In a precedential ruling, the appeals court affirmed a ruling from the District of New Jersey granting summary judgment to Passaic County, Sheriff Jerry Speziale and Warden Charles Myers in a lawsuit brought by two former corrections officers. The former employees have no constitutionally protected interest in any benefit if the government has broad discretion to deny that benefit, unless it constrains that discretion, the appeals court said.
The New Jersey Civil Service Commission has broad discretion to take the plaintiffs off the rehire list, and it never promised the employees they would stay on the lists or acted to constrain its discretion to remove them, the appeals court said.
Plaintiffs Claudio Tundo and Ruben Gilgorri were hired on a trial basis as corrections officers for Passaic County in 2005, but they were often absent and frequently reprimanded for insubordination and incompetence. They were fired as part of a mass layoff before completing their one-year trial period. But six months later, Passaic County needed more employees, so it asked the Civil Service Commission to create a list of former corrections officers who it might rehire. After the commission issued its list, which included Tundo and Gilgorri, Passaic County tried to remove them based on their work history. But the commission blocked that move and ordered the county to place them in a new, 12-month trial period of employment.
Passaic County offered to rehire Tundo and Gilgorri on the condition that they agree not to sue the county, but they objected and refused to complete the application, so the commission removed them from the list. They then filed a lawsuit.
U.S. District Judge Esther Salas dismissed the suit, which included a procedural due process claim. The plaintiffs appealed the grant of summary judgment against them on that claim, contesting the court's holding that they did not have a protected property interest in staying on the rehire list.
On appeal, Third Circuit Judges Michael Chagares and Stephanos Bibas, and Chief Judge Juan Sanchez of the Eastern District of Pennsylvania, sitting by designation, said the government's discretion to deny a benefit remains in effect even if former employees had a reasonable expectation that the benefit would not disappear.
“Here, the Commission had significant discretion to take former employees off its rehire lists, and it never suggested that it would constrain itself. So it did not create a protected property interest,” Bibas wrote for the panel.
A worker can have a protected interest in a benefit if the government can withhold it only for cause, or if the government promises a benefit without leaving any room to wiggle out of its promise, Bibas wrote.
But no such interest exists if the government has broad discretion to terminate a benefit, so an employee has no protected interest if the government can fire an employee at will, and the same is true if the government has broad discretion not to hire candidates based on job-related criteria and standards established by the government, Bibas wrote. And when the scope of the government's discretion is ambiguous, loss of a benefit is not a sufficient basis to support the weight of a constitutional right, he said.

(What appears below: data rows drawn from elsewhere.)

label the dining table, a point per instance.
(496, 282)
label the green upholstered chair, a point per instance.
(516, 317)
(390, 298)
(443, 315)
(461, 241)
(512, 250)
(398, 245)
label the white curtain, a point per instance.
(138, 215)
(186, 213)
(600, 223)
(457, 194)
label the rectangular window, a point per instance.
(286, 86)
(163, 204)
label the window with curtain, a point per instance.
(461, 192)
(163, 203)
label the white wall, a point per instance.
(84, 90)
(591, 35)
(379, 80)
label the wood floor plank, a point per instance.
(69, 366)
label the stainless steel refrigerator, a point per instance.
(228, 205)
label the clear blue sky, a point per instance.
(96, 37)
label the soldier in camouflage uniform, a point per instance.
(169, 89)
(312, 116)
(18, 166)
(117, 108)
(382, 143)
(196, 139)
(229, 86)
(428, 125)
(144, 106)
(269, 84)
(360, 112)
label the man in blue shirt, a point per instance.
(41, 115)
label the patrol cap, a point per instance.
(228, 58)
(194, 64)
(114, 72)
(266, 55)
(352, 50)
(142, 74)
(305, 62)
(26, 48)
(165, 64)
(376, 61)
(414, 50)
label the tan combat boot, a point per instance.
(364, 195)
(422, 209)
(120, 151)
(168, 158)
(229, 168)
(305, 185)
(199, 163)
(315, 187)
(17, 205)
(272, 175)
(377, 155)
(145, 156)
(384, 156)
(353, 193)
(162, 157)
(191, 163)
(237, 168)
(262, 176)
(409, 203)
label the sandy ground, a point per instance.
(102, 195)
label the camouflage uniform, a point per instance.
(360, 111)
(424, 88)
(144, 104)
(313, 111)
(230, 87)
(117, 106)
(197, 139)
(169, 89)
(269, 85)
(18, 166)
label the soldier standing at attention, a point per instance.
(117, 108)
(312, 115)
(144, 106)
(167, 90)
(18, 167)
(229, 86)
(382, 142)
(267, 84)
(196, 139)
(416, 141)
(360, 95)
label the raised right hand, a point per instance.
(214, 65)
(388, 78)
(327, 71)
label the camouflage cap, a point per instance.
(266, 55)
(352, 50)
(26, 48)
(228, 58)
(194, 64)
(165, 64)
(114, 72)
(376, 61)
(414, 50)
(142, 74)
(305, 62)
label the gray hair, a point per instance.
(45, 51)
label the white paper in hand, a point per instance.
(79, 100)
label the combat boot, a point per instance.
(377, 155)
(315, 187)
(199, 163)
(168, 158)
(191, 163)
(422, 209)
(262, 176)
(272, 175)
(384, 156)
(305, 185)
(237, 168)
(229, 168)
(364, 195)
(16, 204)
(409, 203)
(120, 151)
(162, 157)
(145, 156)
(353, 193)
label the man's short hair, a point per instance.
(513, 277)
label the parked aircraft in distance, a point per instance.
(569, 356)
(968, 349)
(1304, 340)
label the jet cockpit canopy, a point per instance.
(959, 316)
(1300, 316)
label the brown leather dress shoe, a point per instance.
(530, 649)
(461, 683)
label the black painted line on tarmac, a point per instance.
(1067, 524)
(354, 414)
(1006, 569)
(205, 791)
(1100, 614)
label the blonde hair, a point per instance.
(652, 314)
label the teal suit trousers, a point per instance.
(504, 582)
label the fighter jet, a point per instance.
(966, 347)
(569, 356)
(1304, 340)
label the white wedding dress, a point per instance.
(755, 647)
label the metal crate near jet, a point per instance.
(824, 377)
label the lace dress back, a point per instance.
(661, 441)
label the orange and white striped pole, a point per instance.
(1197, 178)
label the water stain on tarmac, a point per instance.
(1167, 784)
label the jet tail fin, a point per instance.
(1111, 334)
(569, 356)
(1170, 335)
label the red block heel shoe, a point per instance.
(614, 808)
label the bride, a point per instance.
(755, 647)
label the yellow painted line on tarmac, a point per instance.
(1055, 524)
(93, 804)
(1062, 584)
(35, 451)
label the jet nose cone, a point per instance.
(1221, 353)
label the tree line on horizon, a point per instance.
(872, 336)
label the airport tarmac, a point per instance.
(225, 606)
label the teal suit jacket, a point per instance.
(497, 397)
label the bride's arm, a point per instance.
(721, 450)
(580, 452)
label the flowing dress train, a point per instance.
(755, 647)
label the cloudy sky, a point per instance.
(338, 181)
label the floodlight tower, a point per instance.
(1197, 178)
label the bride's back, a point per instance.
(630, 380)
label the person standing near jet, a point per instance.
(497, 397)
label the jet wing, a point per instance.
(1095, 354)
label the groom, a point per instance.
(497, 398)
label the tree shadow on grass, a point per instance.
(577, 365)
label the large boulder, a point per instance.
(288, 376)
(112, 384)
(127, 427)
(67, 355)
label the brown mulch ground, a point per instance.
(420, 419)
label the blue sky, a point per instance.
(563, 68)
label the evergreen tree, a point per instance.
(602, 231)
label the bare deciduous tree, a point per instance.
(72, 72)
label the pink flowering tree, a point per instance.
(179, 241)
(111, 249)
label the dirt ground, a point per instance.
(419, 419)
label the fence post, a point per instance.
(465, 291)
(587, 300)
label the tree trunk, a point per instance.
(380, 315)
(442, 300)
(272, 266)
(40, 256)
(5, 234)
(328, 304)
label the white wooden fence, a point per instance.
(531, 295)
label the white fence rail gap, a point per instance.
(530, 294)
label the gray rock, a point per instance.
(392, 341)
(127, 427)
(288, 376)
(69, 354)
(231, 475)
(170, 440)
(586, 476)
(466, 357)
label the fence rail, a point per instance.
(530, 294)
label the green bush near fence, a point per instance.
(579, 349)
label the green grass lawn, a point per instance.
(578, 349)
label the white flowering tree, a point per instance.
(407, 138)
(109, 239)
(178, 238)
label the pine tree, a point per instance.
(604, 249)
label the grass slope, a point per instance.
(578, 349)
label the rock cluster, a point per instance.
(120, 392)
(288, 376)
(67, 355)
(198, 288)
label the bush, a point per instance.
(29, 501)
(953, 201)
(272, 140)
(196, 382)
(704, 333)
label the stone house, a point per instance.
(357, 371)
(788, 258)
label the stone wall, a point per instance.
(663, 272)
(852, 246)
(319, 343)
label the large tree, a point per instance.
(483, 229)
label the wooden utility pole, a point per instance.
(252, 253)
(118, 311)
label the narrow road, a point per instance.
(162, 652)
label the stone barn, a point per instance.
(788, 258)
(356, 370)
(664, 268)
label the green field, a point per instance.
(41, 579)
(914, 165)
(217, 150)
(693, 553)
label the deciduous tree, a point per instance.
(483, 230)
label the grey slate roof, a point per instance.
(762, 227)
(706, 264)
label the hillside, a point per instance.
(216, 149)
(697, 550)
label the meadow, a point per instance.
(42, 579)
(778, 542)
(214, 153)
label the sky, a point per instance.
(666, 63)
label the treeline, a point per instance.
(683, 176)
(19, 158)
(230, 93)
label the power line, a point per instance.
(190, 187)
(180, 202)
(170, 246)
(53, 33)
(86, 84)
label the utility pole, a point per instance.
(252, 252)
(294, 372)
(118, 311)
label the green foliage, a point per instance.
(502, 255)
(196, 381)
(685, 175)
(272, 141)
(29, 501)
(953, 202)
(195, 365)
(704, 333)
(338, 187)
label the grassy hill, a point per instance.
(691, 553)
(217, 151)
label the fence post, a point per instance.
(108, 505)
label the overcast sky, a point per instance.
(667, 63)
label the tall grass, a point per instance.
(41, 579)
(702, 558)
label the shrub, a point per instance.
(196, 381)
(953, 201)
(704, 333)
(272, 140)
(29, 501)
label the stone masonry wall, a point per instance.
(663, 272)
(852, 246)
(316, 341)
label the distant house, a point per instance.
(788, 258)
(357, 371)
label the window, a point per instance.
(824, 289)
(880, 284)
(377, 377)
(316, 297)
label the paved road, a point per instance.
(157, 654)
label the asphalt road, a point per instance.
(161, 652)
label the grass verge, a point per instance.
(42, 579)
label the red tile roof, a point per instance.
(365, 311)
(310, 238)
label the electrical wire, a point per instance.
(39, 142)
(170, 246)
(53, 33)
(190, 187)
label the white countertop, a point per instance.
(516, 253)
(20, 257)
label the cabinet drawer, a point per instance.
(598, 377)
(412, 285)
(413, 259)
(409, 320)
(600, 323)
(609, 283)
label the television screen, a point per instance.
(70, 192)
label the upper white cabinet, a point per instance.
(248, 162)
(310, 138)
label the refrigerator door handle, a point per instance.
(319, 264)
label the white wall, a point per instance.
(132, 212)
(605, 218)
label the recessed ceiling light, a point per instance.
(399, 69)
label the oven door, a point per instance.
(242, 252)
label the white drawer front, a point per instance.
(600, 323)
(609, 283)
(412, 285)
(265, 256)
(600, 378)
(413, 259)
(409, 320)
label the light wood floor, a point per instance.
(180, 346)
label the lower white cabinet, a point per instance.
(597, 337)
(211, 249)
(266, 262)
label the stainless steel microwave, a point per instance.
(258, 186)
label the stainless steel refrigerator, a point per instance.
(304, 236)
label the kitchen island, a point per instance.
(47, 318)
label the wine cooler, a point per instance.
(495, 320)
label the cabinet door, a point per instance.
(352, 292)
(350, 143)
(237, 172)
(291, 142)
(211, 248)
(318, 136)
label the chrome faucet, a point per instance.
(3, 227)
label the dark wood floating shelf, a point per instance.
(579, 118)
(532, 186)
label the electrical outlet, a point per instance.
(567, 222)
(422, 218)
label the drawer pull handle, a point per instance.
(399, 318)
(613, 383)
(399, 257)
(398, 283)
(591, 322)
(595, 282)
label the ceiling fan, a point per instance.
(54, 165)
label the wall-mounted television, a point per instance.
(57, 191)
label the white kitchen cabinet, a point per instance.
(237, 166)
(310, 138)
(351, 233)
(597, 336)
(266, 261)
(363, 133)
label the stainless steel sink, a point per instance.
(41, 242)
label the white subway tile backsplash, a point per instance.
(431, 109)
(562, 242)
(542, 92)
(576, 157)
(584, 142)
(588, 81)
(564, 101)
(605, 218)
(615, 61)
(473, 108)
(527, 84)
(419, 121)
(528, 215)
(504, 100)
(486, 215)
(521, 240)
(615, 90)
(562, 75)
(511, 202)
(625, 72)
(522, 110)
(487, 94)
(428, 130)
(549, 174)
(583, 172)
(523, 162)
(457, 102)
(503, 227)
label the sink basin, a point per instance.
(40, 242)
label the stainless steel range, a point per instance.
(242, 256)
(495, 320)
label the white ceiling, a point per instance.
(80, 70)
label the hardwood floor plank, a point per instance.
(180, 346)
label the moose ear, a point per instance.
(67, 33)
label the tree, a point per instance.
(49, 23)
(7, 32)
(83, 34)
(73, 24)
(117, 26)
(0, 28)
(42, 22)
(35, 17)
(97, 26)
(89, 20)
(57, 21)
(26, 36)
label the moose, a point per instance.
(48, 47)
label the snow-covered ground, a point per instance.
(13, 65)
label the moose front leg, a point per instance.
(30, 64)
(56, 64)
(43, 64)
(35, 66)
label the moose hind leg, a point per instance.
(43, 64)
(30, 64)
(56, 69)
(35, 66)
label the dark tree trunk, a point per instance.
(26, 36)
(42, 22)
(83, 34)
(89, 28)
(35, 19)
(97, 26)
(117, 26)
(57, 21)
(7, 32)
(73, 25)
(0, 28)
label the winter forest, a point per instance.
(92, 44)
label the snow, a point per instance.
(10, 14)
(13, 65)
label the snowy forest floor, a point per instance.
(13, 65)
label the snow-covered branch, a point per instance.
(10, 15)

In the present case, the New Jersey Administrative Code gives the Civil Service Commission the right to take former employees off its rehire lists for lacking job requirements or “other sufficient reasons,” as well as “other valid reasons as determined by the commission,” Bibas wrote. Qualifiers such as “sufficient” or “valid” may suggest the commission's discretion is not absolute, but “in effect, the government can take former employees off rehire lists if it does not want to hire them,” Bibas wrote.
Tundo and Gilgorri bore the burden of resolving any ambiguity and convincing the court that they and the commission both understood that they would stay on the lists, but they failed to meet that burden, Bibas said.
Mark Frost and Ryan Lockman of Mark Frost & Associates in Philadelphia, who represented Tundo and Gilgorri, did not respond to a request for comment.
Albert Buglione of Buglione, Hutton & DeYoe in Wayne, who represented the county, and Myers, and Donald DeDio of Dwyer, Connell & Lisbona in Fairfield, the lawyer for Speziale, also did not respond to a request for comment.